What Are You?: Pushing the Extremes
My 13 year old daughter, Caroline, is just starting to try to understand the different labels we ascribe to people in our society. In her civics class, they had the children take a test to determine how “conservative” or “liberal” they were in their belief system. Like her mother, Caroline found the labels somewhat confusing. Caroline is a big believer in small government that stays out of our lives. So on social issues, she was rated a liberal and on fiscal issues she was rated a conservative. Thus she was totally confused – the labels just did not fit.

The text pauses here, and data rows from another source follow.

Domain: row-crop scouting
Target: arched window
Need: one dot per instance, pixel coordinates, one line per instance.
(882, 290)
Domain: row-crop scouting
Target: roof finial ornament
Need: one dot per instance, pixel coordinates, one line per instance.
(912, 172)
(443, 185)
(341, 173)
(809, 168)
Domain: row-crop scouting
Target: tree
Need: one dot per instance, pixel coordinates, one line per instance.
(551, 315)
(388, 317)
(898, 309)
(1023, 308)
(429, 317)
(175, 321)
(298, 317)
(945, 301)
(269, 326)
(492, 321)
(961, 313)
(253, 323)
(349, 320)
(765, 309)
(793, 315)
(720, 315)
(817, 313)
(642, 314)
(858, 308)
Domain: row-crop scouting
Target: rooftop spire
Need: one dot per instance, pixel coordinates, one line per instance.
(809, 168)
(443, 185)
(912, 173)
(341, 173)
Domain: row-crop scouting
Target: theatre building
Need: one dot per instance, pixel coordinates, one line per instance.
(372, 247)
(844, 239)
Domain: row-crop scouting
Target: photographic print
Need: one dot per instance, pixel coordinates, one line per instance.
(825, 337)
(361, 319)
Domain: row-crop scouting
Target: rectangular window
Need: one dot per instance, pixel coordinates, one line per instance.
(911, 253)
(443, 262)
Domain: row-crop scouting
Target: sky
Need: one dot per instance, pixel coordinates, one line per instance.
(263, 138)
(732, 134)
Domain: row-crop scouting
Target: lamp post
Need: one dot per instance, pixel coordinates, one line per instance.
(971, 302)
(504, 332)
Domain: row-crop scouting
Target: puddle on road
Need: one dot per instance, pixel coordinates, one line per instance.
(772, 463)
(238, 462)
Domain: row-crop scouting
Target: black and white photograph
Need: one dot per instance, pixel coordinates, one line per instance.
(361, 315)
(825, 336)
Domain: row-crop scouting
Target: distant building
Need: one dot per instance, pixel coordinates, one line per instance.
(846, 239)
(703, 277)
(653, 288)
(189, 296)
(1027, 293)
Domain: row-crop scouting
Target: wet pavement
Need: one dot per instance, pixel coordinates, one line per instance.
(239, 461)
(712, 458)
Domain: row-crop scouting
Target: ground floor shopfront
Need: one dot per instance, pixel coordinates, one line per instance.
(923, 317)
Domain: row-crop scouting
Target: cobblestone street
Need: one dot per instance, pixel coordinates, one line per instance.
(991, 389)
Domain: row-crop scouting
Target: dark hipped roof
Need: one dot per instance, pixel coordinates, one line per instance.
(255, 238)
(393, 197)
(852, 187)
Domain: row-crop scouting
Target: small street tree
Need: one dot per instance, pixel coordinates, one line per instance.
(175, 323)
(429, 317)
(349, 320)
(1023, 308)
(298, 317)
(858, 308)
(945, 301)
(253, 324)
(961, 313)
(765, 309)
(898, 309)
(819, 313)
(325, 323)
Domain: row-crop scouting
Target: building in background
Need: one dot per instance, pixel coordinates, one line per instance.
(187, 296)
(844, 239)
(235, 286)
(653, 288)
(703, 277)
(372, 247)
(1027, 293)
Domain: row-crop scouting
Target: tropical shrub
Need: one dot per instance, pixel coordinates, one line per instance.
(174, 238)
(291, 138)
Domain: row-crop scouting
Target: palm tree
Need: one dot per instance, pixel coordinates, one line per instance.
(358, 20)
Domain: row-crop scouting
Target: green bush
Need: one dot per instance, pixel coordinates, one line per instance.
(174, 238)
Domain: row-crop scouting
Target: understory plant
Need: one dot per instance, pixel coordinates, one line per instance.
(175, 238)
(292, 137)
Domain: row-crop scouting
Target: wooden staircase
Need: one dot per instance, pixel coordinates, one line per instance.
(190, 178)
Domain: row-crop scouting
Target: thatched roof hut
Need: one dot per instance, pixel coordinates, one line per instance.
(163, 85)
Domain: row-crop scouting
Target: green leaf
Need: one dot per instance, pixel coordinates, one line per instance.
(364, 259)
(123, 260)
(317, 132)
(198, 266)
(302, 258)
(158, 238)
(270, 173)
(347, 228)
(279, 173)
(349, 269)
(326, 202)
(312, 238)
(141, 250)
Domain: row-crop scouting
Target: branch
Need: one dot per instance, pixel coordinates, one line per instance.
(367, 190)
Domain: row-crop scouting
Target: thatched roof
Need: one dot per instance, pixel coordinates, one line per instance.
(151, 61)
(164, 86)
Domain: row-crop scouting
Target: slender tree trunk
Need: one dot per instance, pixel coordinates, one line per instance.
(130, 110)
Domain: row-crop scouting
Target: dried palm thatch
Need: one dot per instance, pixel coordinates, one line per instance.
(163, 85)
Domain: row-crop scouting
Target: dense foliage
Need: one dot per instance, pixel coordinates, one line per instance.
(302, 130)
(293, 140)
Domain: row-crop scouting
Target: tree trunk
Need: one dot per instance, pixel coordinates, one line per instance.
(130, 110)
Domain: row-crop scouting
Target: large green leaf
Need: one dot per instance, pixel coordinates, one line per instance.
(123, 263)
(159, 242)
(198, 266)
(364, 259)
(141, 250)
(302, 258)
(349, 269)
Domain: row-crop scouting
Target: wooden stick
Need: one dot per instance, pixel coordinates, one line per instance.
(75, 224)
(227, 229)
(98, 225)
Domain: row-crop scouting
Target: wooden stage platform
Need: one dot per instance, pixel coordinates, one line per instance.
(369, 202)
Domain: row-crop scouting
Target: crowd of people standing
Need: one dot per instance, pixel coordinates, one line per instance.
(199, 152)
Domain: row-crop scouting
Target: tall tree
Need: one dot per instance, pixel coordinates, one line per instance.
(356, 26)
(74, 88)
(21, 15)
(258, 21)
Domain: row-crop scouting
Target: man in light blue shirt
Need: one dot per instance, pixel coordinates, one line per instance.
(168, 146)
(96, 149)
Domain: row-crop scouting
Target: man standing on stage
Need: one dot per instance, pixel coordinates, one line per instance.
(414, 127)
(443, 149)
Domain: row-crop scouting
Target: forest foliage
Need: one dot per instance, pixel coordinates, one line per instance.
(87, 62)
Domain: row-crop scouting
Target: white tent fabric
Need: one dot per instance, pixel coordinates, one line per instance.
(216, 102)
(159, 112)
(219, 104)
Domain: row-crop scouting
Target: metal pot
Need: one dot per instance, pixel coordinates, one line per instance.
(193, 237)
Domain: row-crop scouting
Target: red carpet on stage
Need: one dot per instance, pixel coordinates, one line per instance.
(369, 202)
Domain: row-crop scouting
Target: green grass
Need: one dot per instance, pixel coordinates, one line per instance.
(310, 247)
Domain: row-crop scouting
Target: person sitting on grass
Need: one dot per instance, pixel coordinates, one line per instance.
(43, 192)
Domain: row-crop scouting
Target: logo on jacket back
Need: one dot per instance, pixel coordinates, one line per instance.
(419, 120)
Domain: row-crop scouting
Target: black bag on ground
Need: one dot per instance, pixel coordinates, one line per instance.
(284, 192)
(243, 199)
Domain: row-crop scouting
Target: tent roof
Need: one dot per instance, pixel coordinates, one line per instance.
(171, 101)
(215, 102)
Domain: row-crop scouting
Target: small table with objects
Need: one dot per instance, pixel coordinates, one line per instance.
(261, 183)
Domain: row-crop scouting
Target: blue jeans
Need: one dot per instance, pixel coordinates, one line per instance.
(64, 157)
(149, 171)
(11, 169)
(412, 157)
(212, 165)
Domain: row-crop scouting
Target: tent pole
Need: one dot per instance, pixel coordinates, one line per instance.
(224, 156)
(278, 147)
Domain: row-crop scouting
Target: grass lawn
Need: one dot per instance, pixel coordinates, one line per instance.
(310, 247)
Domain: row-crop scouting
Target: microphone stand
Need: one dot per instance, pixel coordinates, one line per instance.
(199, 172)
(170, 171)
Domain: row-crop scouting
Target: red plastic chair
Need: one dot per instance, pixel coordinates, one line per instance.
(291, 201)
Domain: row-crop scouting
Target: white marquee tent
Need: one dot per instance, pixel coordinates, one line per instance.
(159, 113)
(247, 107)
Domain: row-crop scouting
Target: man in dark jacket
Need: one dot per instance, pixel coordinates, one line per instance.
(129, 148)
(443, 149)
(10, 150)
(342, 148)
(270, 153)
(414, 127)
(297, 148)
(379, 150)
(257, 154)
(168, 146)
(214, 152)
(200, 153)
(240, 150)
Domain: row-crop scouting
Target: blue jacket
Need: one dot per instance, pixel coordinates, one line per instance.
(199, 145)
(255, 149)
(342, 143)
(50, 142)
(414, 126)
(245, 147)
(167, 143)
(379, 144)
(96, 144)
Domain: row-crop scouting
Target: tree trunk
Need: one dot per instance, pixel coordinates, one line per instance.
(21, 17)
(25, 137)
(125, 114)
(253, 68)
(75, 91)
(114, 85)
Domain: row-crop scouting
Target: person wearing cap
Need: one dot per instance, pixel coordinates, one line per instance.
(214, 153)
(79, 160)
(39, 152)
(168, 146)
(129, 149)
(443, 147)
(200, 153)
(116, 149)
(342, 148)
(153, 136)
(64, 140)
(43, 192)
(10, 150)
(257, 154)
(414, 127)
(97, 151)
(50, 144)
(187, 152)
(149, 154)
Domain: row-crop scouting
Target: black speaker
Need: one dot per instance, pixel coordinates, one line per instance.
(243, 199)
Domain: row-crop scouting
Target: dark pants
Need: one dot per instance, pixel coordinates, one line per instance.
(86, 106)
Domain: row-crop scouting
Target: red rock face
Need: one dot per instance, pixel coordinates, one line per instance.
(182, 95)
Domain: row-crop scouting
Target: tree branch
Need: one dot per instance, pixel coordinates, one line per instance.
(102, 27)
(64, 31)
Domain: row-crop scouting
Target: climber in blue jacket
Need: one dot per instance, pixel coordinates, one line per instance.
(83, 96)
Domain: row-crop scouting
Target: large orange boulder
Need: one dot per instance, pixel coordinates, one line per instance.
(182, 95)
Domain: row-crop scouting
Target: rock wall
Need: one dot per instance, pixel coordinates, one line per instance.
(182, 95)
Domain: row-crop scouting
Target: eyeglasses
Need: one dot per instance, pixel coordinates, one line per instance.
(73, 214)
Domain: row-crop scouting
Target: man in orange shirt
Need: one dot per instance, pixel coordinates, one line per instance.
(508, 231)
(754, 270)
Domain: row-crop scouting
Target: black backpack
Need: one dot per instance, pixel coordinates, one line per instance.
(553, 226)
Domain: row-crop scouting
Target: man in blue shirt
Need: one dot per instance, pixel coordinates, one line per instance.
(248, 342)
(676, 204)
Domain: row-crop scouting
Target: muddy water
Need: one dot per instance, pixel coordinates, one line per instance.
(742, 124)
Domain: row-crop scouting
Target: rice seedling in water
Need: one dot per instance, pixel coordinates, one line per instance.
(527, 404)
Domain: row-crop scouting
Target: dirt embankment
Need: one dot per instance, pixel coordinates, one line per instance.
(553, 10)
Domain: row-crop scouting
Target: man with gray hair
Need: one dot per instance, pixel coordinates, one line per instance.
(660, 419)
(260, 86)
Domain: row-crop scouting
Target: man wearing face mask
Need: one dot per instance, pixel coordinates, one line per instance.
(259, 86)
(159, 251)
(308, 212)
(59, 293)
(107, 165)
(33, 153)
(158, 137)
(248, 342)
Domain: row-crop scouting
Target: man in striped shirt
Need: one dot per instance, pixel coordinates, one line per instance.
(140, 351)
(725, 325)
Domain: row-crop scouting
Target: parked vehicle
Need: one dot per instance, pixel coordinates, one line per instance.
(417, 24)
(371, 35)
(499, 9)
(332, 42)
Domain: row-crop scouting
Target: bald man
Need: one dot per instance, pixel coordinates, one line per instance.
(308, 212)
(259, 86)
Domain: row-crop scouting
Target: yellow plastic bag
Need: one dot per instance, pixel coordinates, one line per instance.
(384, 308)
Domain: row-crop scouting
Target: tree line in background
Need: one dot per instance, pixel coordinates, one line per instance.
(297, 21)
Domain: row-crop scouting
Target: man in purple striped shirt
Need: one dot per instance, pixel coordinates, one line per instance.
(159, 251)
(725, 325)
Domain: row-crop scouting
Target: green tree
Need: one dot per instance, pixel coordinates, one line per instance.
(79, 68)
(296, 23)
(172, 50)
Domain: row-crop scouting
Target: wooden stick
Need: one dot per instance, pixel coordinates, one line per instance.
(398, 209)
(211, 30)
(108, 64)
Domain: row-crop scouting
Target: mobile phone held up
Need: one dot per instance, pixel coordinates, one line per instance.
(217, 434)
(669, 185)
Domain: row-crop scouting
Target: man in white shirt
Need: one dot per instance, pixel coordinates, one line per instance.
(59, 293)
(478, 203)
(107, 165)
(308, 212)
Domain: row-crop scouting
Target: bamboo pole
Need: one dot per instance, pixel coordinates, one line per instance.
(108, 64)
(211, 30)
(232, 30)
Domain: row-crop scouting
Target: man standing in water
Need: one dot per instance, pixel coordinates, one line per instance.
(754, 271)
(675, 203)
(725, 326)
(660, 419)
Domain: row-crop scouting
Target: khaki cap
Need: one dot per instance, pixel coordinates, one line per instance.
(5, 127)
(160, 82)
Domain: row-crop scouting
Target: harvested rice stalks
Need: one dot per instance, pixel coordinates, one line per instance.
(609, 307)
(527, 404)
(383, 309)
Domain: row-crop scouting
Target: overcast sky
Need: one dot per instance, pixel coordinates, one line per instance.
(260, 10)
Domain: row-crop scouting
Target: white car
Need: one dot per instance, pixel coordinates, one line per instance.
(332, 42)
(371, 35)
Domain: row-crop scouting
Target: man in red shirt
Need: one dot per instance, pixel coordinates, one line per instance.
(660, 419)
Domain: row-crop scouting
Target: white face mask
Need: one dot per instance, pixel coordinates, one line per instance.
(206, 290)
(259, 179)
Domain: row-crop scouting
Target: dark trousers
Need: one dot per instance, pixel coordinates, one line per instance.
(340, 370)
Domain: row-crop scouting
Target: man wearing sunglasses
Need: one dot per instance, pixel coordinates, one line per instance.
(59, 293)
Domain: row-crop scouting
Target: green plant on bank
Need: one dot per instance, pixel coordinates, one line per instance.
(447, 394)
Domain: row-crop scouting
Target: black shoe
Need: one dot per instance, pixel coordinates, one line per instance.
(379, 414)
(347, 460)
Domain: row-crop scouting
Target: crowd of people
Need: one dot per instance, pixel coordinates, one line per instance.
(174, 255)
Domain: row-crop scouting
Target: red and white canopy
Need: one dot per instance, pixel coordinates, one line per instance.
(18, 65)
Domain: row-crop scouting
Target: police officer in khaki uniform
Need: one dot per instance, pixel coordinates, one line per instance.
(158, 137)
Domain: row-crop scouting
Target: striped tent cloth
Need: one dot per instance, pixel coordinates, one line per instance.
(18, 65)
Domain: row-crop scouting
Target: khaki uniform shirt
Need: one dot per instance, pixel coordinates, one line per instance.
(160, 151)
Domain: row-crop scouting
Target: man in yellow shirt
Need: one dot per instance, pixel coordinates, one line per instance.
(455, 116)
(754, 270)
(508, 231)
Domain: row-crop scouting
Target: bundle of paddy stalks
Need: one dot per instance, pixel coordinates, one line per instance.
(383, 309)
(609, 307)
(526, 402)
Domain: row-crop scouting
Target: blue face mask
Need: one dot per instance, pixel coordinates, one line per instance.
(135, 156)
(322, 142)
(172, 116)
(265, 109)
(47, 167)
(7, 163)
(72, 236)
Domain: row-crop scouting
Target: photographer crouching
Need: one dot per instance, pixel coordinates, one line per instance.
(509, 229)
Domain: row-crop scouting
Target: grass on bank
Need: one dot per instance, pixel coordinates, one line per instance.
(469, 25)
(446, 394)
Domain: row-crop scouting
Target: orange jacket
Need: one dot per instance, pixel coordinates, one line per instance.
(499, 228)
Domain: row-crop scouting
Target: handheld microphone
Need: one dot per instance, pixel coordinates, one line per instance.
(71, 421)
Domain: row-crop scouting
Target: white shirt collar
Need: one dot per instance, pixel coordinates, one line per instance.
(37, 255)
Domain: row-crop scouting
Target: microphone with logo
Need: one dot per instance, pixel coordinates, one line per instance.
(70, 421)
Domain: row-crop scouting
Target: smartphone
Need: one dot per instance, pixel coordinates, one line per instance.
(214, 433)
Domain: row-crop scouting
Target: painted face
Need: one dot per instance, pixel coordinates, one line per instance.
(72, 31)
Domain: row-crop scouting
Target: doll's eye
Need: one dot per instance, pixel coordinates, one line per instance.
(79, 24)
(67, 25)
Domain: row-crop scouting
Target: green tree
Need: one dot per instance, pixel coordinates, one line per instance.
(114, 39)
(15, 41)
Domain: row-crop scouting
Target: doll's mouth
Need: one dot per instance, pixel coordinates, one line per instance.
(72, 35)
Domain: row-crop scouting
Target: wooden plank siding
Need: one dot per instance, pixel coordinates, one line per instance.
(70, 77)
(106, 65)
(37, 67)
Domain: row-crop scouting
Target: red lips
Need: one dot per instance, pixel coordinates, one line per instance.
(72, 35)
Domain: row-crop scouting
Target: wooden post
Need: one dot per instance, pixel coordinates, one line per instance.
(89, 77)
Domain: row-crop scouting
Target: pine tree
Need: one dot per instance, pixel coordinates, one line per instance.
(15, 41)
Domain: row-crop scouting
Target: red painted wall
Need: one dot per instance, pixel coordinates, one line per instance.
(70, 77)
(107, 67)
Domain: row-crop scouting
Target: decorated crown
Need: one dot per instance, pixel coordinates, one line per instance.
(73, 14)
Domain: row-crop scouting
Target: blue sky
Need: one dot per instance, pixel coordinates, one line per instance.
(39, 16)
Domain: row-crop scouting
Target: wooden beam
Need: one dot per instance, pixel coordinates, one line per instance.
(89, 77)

She found the labeling of Christians equally confusing. A friend asked her, “What religion are you?” to which Caroline replied, “Baptist.” I suggested that she use the label, “moderate Baptist” to differentiate herself from the “Southern Baptist” who do not support women in ministry. Her reply cracked me up. She said, “Why don’t the Southern Baptist join the Catholics since they share that belief?” When I burst out laughing, she said, “Why don’t we all just call ourselves Christians? This is too hard to understand.”
That is a good question. Why are these labels so important to us? Why do we seek to differentiate ourselves from one another?
I was at my favorite coffee shop talking with a young Baptist minister who said something along the lines of, “I have to be careful what I say around denominational folks because I never know what camp they are in.” I understood the comment and have had the same experience. Labels are devised to help us understand the beliefs people hold. When we know someone’s belief system, we know how much of our own beliefs we can safely share. This young minister said, “There are so few places where I can be fully me.”
This is not the first minister to share that they keep their true beliefs in the closet for fear of judgment by various factions of the Christian faith. While I hate that the body of Christ is so deeply divided, I have come to realize that the labels I have resisted through the years, do serve a purpose. However, I think some of the labels we have inherited are insufficient for our contemporary sets of beliefs. I know I personally have a hard time fitting into any one camp.
My 77 year old spiritual mother, Pat, is a contemplative Catholic. She was sharing this week that her Catholic friends can’t understand how she and I have so much in common. We both love Richard Rohr, St. Francis and are both dedicated to living our faith in the world in a way that is tangible. She wears her Catholic label proudly and I guess moderate Baptist is a label I can accept if I am forced to choose. We are an odd pair but we are both rebels in our own traditions. A few years back we went to see Richard Rohr and Shane Claiborne speak together. It was a gathering of rebels from all across the nation, all ages and all faith traditions. That was one place I felt completely at home.
I am not sure if this confusion over labels is new or if it has always been this way. I personally think the polarization both politically and in religious circles is causing more and more of us to resist the existing labels. If you are like me and prefer the middle ground, you will likely feel unsafe in the current climate that seems to want to push everyone to choose an extremest position. My advice to Caroline was to rejoice in being a bit odd and resist being forced to conform to an ideology defined by others. I assured her that there are others out there like her. Others who, like my friend Pat, are able to hold the tension of being a bit different but still affiliating with historic faith traditions.
Do you find the existing political and religious labels sufficient to describe your beliefs?